Promoting the use of climate-resilient farming techniques

Image
Bela Vista de Goias, Goias, Brazil – May 11, 2023: A beekeeper in typical clothes, visiting a sunflower plantation. Beekeeper at sunflower plantation.
© AngelaMacario

ADA encourages vulnerable smallholders to adopt environmentally friendly practices. Together with its MFI partners, ADA designs green loans to promote sustainable agriculture and provides their farmer clients with the necessary training.

The least developed countries feel the consequences of climate change the most, although they emit relatively little greenhouse gas. They are the most exposed to extreme events and at the same time the least prepared to deal with them.  

Climate change particularly affects farmers, making it more difficult to earn a living from agriculture. As a result, vulnerable smallholders in these countries urgently need tools to protect their livelihoods and to increase their resilience to climate change.

ADA’s programmes encourage environmentally responsible and climate-smart agricultural practices, including

—  facilitating access to renewable energies or energy-efficient equipment;

—  Effective risk management mechanisms (crop insurance);

—  Development of green value chains;

—  Promoting crop diversity, rotation and agro-forestry.


LESSONS LEARNED:
FINANCIAL INCLUSION AND CLIMATE CHANGE

 

Promoting sustainable farming practices in Central America and the Caribbean

ADA has a longstanding partnership with REDCAMIF, a regional network which brings together the national networks of microfinance institutions in Guatemala, El Salvador, Honduras, Nicaragua, Costa Rica, Panama and the Dominican Republic. The aim of this partnership is to improve the resilience of smallholder farmers in these countries by giving them access to green loans. These loans made farms more profitable and sustainable by adopting climate-smart and environmentally friendly farming techniques. 

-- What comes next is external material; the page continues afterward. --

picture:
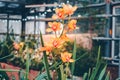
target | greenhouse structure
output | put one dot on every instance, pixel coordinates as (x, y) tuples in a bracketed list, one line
[(59, 39)]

Increasing the climate resilience of farmers, fishermen and urban communities in the Philippines

ADA is currently implementing a three-year project with the Microfinance Council of the Philippines, Inc (MCPI), the national network of microfinance institutions. The project aims to support three microfinance institutions in developing financing tools for climate change mitigation and adaptation such as energy saving measures and solar-powered technology such as water pumps and lighting.

IN A NUTSHELL

ADA encourages smallholder farmers to adopt environmentally responsible and climate-smart agricultural practices to protect the environment and the farmers’ livelihoods while increasing their resilience to climate change.